Shares of Pacific Continental, meanwhile, jumped more than 25% in morning trading Jan. 10. [Editor’s note: S&P Global Market Intelligence originally posted this Jan. 10.]
Past the pricing, deal appeals
Pricing aside, analysts welcomed the deal's merits.
"Transaction multiples look a little rich relative to others but the deal makes sense strategically, culturally and is complementary from a product & geographic perspective within the Pacific Northwest," Piper Jaffray analyst Matthew Clark wrote in a report.
Clark also noted that the deal price reflects in part a run-up in both companies' stocks over the past couple months. Bank stocks overall have rallied since Donald Trump was elected in November to become the next U.S. president. Trump's campaign platform included calls to reduce corporate taxes and ease regulations, a pair of developments that would benefit banks.
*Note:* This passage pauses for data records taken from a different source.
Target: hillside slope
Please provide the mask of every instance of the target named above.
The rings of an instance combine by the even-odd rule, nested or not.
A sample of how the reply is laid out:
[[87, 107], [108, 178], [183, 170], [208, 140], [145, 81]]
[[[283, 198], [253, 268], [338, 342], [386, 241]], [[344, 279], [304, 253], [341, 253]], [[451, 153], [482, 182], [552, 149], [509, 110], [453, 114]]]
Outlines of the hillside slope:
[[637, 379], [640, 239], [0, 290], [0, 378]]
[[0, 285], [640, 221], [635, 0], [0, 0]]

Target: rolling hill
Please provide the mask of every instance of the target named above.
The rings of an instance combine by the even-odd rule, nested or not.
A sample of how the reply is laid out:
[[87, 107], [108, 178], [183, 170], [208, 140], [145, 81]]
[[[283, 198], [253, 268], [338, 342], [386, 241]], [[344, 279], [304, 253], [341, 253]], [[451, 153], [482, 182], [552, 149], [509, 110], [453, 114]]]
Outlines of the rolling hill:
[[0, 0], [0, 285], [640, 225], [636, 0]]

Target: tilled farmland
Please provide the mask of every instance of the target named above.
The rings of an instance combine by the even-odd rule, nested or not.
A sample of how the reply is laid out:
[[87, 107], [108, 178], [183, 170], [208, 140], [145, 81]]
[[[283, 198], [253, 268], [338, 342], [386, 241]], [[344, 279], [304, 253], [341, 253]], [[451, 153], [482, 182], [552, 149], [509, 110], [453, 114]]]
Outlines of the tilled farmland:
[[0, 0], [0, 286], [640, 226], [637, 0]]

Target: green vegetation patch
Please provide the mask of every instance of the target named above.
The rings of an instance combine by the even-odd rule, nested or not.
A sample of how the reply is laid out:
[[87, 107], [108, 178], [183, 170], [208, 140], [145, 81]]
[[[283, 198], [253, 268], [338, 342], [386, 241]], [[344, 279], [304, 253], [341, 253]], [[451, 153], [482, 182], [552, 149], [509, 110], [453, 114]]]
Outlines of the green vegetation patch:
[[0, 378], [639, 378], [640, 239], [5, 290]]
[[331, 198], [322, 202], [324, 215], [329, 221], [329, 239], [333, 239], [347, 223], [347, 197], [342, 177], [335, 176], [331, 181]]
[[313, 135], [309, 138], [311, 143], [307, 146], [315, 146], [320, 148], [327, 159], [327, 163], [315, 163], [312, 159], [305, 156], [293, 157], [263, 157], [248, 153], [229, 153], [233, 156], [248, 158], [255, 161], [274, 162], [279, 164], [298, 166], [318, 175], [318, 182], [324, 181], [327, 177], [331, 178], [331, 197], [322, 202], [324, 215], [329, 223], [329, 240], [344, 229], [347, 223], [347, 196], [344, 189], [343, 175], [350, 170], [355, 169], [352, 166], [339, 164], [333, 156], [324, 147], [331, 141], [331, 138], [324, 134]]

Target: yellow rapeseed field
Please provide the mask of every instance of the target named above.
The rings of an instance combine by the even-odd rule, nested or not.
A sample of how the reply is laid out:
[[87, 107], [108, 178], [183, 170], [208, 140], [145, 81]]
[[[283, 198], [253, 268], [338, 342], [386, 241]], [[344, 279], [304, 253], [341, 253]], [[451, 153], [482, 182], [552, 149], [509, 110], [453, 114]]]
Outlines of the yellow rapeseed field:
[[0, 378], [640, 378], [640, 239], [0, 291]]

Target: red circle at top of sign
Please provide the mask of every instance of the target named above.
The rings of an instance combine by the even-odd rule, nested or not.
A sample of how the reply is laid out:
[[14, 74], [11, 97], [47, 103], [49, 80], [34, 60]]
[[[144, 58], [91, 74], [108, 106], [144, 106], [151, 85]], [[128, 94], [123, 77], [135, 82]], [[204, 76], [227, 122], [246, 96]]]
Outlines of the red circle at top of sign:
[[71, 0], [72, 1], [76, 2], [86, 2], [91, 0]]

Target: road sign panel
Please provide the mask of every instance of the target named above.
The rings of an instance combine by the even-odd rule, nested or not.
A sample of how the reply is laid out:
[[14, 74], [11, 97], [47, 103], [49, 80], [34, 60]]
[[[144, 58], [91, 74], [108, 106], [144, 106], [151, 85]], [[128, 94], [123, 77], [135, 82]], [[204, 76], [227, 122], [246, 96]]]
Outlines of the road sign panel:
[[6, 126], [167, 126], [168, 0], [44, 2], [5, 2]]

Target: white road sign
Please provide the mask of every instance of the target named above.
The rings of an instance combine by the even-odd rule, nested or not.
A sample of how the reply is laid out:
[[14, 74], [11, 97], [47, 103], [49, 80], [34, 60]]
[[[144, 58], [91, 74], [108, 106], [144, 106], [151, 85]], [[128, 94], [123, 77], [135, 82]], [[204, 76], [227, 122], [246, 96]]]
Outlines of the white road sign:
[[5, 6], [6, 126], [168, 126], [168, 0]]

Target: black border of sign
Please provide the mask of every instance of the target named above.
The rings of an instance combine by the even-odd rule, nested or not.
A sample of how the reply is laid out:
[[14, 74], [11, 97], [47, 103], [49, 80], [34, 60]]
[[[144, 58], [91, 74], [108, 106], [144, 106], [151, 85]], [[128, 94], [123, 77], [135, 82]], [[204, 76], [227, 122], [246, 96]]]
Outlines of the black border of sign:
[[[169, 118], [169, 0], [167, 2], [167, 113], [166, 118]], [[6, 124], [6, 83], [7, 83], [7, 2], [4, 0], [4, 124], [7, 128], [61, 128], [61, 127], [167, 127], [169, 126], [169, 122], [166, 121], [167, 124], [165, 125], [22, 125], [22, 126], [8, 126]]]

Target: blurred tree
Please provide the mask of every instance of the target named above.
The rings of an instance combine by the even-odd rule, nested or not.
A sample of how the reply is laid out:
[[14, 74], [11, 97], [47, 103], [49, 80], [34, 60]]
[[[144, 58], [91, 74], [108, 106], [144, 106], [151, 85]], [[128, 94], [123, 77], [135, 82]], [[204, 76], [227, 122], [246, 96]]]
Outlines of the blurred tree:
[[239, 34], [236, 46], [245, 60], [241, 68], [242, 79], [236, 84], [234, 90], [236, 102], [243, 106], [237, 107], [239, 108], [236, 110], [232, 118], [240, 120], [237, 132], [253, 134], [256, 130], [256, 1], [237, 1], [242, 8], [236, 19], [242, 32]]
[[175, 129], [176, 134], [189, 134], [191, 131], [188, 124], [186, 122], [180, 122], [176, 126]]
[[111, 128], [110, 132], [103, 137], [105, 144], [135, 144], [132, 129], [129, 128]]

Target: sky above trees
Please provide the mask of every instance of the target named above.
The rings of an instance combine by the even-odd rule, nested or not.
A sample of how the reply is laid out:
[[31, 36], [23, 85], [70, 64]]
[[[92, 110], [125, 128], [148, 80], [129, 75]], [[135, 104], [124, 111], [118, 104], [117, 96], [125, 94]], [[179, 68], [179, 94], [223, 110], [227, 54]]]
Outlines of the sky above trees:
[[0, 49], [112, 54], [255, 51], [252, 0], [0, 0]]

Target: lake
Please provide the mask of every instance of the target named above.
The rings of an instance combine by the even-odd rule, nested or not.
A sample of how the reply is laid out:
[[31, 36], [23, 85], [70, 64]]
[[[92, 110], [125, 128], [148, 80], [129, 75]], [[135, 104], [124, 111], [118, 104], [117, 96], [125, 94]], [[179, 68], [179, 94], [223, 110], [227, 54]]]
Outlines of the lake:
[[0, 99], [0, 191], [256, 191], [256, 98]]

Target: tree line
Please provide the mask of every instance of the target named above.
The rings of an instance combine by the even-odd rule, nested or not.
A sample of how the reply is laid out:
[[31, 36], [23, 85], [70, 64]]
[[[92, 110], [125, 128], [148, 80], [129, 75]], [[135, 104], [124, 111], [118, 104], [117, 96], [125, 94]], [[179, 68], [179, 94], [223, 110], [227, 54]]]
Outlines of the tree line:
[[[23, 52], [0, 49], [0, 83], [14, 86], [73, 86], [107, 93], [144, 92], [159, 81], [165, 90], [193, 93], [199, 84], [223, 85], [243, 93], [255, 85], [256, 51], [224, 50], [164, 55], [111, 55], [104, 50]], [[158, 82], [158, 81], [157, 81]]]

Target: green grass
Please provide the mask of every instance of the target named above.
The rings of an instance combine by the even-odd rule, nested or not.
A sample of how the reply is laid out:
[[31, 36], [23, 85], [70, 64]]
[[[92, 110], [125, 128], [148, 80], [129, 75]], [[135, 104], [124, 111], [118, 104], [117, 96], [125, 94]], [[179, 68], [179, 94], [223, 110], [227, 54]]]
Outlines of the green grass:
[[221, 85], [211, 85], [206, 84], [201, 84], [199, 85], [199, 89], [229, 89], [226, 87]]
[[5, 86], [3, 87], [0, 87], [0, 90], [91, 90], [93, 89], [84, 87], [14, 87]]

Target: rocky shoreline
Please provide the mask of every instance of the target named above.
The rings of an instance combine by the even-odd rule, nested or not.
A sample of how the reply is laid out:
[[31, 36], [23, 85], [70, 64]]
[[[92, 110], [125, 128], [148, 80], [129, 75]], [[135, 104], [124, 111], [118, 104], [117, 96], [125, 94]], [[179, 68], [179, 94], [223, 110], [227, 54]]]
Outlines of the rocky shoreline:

Working from the deal's fixed exchange ratio (Pacific Continental shareholders stand to receive 0.6430 Columbia common share for each Pacific Continental share they own), and excluding price appreciations for both companies since the Nov. 8 election (about 30% for the buyer and 25% for the seller prior to the deal announcement), Clark said the deal multiples would have appeared "more reasonable." For example, he said, the deal value would have equated to 2.34x tangible book value.
The deal, slated to close in mid-2017, would bring together two banks with similar workplace cultures and would boost Columbia's presence in key Northwest markets, executives said during a Jan. 10 call to discuss the transaction. The acquisition would give Columbia the No. 1 deposit market share in Eugene, the second-largest market in Oregon, and enhance its efficiency in the state's largest market, Portland. It would do the same in Seattle, the largest metropolitan area in the Northwest.
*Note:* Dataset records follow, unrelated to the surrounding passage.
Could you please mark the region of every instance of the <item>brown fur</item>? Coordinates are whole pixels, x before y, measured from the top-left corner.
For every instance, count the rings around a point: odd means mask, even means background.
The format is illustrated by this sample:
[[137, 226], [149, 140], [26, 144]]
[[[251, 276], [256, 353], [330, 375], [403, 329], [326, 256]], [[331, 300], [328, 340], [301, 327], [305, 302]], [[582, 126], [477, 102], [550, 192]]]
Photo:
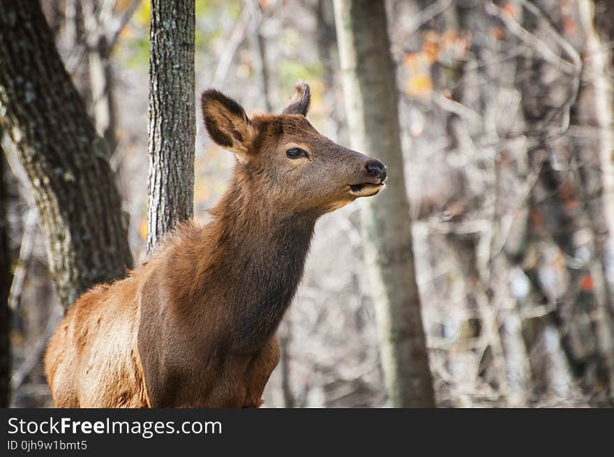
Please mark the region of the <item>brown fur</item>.
[[[306, 112], [308, 88], [297, 90], [287, 111]], [[211, 138], [240, 160], [229, 189], [209, 224], [181, 225], [127, 278], [77, 301], [45, 357], [57, 407], [260, 406], [316, 220], [381, 189], [369, 158], [302, 114], [250, 119], [215, 91], [202, 105]], [[294, 147], [308, 156], [289, 158]]]

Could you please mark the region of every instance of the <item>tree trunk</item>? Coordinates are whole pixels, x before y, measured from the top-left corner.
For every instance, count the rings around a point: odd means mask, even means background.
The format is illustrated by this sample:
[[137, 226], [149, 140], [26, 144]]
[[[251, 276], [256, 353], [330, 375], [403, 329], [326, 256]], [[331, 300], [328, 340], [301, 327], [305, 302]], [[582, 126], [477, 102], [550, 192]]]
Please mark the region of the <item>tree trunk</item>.
[[32, 183], [64, 307], [123, 276], [132, 256], [105, 143], [36, 1], [0, 0], [0, 126]]
[[[2, 130], [0, 130], [0, 139]], [[8, 220], [4, 152], [0, 144], [0, 407], [8, 407], [10, 396], [10, 312], [8, 295], [13, 275], [8, 247]]]
[[335, 20], [352, 146], [381, 159], [390, 172], [388, 188], [365, 200], [361, 211], [389, 401], [433, 407], [384, 2], [336, 0]]
[[194, 1], [152, 0], [147, 251], [194, 208]]
[[113, 91], [115, 84], [109, 61], [112, 50], [104, 29], [105, 22], [110, 22], [112, 19], [112, 11], [108, 6], [100, 11], [101, 6], [96, 8], [93, 1], [84, 2], [82, 8], [86, 30], [85, 42], [87, 43], [91, 112], [96, 131], [105, 139], [109, 154], [112, 156], [117, 148]]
The deal would increase Columbia's presence in Oregon by nearly 50%, executives said.
The combination would create a bank with more than 150 branches across Washington, Oregon and Idaho. The two banks are likely to consolidate overlapping branches, feeding expectations for costs savings of about $19.4 million, or 34% of the target's 2017 estimated noninterest expense base. The savings are projected to be 85% phased in next year and 100% thereafter.
The savings would bolster earnings next year and beyond. Columbia said it expects 8% and 10% EPS accretion in 2018 and 2019, respectively. The buyer projected it would earn back 6% dilution to tangible book value in about 3.7 years.
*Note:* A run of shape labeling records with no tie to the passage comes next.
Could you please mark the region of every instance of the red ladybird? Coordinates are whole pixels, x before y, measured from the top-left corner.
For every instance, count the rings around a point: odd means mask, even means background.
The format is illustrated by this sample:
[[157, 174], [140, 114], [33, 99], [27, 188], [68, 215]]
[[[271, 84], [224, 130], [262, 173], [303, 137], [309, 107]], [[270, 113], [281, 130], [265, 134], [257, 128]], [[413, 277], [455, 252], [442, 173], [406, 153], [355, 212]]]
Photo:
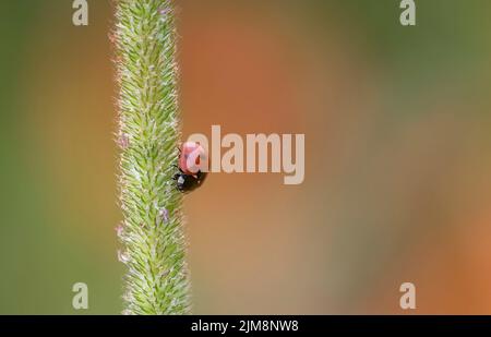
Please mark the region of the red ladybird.
[[173, 176], [177, 188], [181, 192], [191, 192], [201, 186], [206, 172], [200, 169], [202, 158], [206, 153], [200, 143], [185, 142], [179, 153], [179, 172]]

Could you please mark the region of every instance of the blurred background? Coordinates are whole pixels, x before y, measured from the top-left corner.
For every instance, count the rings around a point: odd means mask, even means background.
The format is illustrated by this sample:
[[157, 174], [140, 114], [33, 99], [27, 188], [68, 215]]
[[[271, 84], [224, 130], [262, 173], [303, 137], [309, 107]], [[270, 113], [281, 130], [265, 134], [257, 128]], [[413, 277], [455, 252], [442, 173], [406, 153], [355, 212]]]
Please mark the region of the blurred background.
[[[398, 0], [176, 2], [184, 135], [307, 146], [301, 185], [185, 197], [195, 313], [491, 314], [490, 1], [417, 1], [416, 27]], [[122, 310], [112, 8], [88, 4], [0, 1], [0, 314]]]

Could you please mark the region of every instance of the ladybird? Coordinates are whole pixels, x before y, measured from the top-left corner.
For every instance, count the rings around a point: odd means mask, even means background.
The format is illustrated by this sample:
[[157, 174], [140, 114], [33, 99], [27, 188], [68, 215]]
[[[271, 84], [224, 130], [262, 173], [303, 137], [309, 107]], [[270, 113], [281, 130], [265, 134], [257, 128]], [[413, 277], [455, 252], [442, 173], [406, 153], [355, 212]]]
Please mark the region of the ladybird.
[[185, 142], [179, 149], [179, 172], [173, 176], [177, 189], [191, 192], [203, 184], [207, 172], [200, 170], [200, 160], [205, 156], [204, 148], [194, 142]]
"We truly believe it's compelling," Columbia President and CEO Melanie Dressel said during the deal call.
Making up for “Durbin impact”
Also of note, Columbia will increase in size from about $9.5 billion in assets to roughly $12 billion, pushing it well over a key threshold. At $10 billion in assets, banks face higher regulatory scrutiny and a cap on debit interchange income linked to the Durbin amendment. Acquisitive community banks in recent years often have used deals to vault over the Durbin line, efficiently packing on earning assets that can more than offset new costs.
Beginning in the third quarter of 2018, when the rule would kick in for Columbia, the bank estimates Durbin will cost it about $9.8 million annually, before taxes, in interchange revenue. Columbia executives said the combined bank will absorb that financial hit and still grow earnings substantially.
Despite Trump's promises to roll back regulations, observers said that, in 2017 at least, it still makes sense for banks closing in on $10 billion in assets to consider acquisitions that would help them hurdle the Durbin threshold.
"I doubt deregulation will be as far-reaching as a lot of bankers would hope for," Jacob Thompson, a managing director of investment banking at SAMCO Capital Markets, said in an interview. He said regulations are likely to get eased, but wholesale repeal of major rules such as the Durbin amendment are hardly sure things, and any major changes could take years. "Nothing moves quickly in D.C.," Thompson said.
"So in the near term, the next 12 to 18 months, I think the motivating factors for M&A remain the same," including surging past the $10 billion mark, he said. "It's a scale game."